Asking the age-old question: Can Doris Day and Rock Hudson really sell, well, any kind of plot, no matter how offensive, as long as they’re on the screen together?

Answer: Yes, yes they can.


First, we’ve got a Day/Hudson movie about a charming bachelor gaslighting a sweet single gal (Pillow Talk) and now we get hypochondria played for laughs. And yet, it works – in no small part because hypochondria is pretty funny – unless you are a or have to live with a hypochondriac, and then it’s not quite a picnic. But I digress…

As I said in my review of Pillow Talk, Rock Hudson and Doris Day were movie magic. Send Me No Flowers is a sorta sequel to Pillow Talk (and Lover Come Back, which was the second film of the three they made together), in that, in this movie, Rock and Doris are already married, so there’s no courtship going on. Or is there?
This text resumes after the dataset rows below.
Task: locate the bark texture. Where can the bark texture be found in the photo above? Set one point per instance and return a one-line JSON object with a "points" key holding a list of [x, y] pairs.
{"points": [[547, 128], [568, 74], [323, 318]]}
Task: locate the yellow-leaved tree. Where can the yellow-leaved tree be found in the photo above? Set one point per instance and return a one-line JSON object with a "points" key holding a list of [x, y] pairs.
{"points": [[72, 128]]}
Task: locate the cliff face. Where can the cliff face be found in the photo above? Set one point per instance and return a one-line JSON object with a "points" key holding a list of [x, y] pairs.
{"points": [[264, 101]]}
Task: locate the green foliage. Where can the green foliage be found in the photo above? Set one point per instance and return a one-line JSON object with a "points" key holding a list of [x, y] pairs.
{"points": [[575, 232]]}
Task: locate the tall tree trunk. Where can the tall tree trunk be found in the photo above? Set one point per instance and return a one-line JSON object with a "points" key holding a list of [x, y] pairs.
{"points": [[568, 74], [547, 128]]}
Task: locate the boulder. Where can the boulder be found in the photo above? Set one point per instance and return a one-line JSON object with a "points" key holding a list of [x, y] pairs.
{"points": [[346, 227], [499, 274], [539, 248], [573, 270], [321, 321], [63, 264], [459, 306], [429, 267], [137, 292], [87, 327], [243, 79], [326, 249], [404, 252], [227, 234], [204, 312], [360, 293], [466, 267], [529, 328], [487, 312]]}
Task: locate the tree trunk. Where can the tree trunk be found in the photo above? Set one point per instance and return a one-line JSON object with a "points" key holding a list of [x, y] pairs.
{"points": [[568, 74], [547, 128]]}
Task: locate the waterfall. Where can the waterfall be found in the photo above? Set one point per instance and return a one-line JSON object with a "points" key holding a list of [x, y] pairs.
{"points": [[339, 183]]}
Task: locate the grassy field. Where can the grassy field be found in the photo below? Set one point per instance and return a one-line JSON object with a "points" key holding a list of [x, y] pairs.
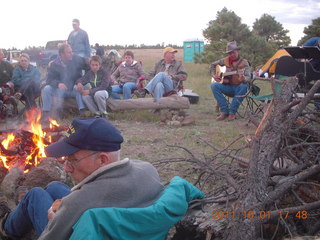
{"points": [[146, 140]]}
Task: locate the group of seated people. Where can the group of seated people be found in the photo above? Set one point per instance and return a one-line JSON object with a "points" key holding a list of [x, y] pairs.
{"points": [[70, 75]]}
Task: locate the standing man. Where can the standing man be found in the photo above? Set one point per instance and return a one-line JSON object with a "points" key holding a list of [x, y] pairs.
{"points": [[79, 40], [99, 50], [91, 151], [63, 73], [314, 42], [165, 75], [233, 85], [6, 69]]}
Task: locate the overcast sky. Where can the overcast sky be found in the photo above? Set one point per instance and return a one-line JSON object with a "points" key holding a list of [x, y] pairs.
{"points": [[34, 22]]}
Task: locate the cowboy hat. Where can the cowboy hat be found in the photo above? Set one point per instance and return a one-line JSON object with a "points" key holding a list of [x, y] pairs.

George Kimball (Hudson) is a happily married hypochondriac, with an incredibly understanding wife, Judy (Day), and his best friend, Arnold (Tony Randall) lives next door. One day, however, while he’s at the doctor’s office – which is he regularly – George overhears someone else’s diagnosis and believes that he’s only got a couple of weeks to live.
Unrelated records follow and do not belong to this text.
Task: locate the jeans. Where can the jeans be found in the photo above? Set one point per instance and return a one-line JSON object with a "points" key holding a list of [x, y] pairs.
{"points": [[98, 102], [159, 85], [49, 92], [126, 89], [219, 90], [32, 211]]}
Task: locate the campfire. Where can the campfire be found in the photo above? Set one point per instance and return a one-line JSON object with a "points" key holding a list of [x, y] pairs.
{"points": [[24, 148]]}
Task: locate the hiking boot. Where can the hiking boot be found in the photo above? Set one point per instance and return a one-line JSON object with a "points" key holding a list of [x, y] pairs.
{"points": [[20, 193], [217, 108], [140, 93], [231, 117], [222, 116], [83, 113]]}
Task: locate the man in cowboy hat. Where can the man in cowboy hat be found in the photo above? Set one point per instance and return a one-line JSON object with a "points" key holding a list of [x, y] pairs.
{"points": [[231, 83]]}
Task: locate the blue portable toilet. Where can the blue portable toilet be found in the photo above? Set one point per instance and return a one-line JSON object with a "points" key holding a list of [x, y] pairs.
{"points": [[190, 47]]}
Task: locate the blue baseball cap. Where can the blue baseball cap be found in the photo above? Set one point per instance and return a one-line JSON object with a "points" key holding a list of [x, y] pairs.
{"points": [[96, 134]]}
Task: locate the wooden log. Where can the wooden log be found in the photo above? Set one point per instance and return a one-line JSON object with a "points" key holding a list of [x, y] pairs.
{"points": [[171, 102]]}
So, George does what any loving husband would do – he sets out to find a second husband for Judy…without telling her that he’s “dying”. And, you guessed it, hilarity ensues.
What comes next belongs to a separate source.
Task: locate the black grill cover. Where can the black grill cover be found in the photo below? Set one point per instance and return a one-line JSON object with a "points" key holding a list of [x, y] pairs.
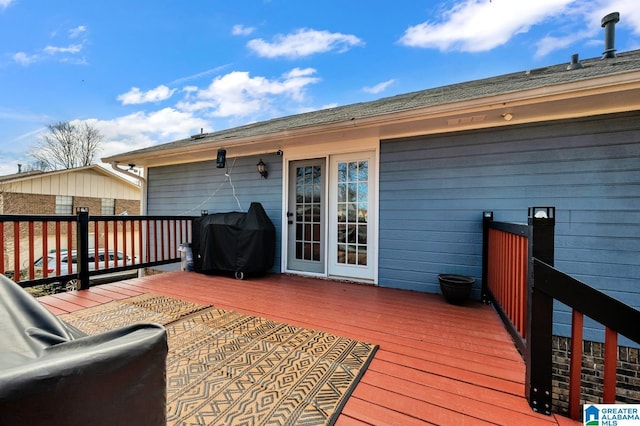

George also buys cemetery plots from Mr. Akins (Paul Lynde) and, because he’s conscientious, buys three – one for him, one for Jan, and one for her second husband. Though, when questioned by Arnold, George firmly believes that Jan will never have SEX with her second husband. He’ll just be someone to keep her company. George – who has a very passionate relationship with Jan – is choosing to be firmly mindless of the fact that Jan is still a young and vibrant woman. And hilarity ensues.

Jan, of course, has no idea what George is up to, so when an old boyfriend of hers, Bert (Clink Walker), shows up, she’s happy to see him, but only in that “nice to see you after all this time” way. George is, too, however, in the “maybe you’re my replacement” way. So much so that Jan is really wondering what the hell is wrong with Mr. Jealousy George. And George is having issues trying to convince himself that Bert is or is not the right guy to follow his act.

Hilarity is ensuing when the doctor drops by the Kimball household (because when you’re seeing a patient as regularly as he’s seeing George, you become friends) and Jan finds out that George isn’t actually dying. She and the doctor aren’t aware that George doesn’t know he’s not dying, either. So, due to a variety of factors, she thinks George is having an affair.

Nothing George can do or say convinces her otherwise, and Arnold’s advice for how to fix things is the worst advice ever given which, of course, George takes and which, shocker, only makes things worse.

Soon, Jan is really leaving, and George is distraught. And then George discovers he not really dying, and that makes everything worse.

Will hilarity continue to ensue? Will Mr. Akins manage to save the day? Is this a romantic comedy? As I also always ask – what do you think? But it’s a light and rather adorable comedy, and the Day/Hudson chemistry is in full force.

My only real complaint with this movie is Bert. Not that he’s there, but that not enough was done with this character. I would have preferred to go with the idea that Jan is considering rekindling with Bert because George is acting so weird, or maybe even agreeing to give Bert a chance when she finds out that George is “dying”. The Bert causes George issues with his Noble Plan jokes worked, but then were summarily dropped, just like the character. The cheating husband jokes worked, but because of them we really didn’t need Bert. The screenwriters and/or the director agreed – the character just sort of disappears, with no explanation given, and, considering the screen time given to Bert, an explanation would have been nice. This misuse of Bert gives the film a jarring, flung together, put it all in and let the editor sort it out, feeling it really doesn’t deserve.

But, you could do a lot worse than cuddle up with your significant other and watch this movie. The hubs loved it (and is waiting patiently for TCM to air Lover Come Back so we can watch that, too). And, you know, should your Sig-O be a hypochondriac, maybe this will help them realize it. Or at least let you laugh about it.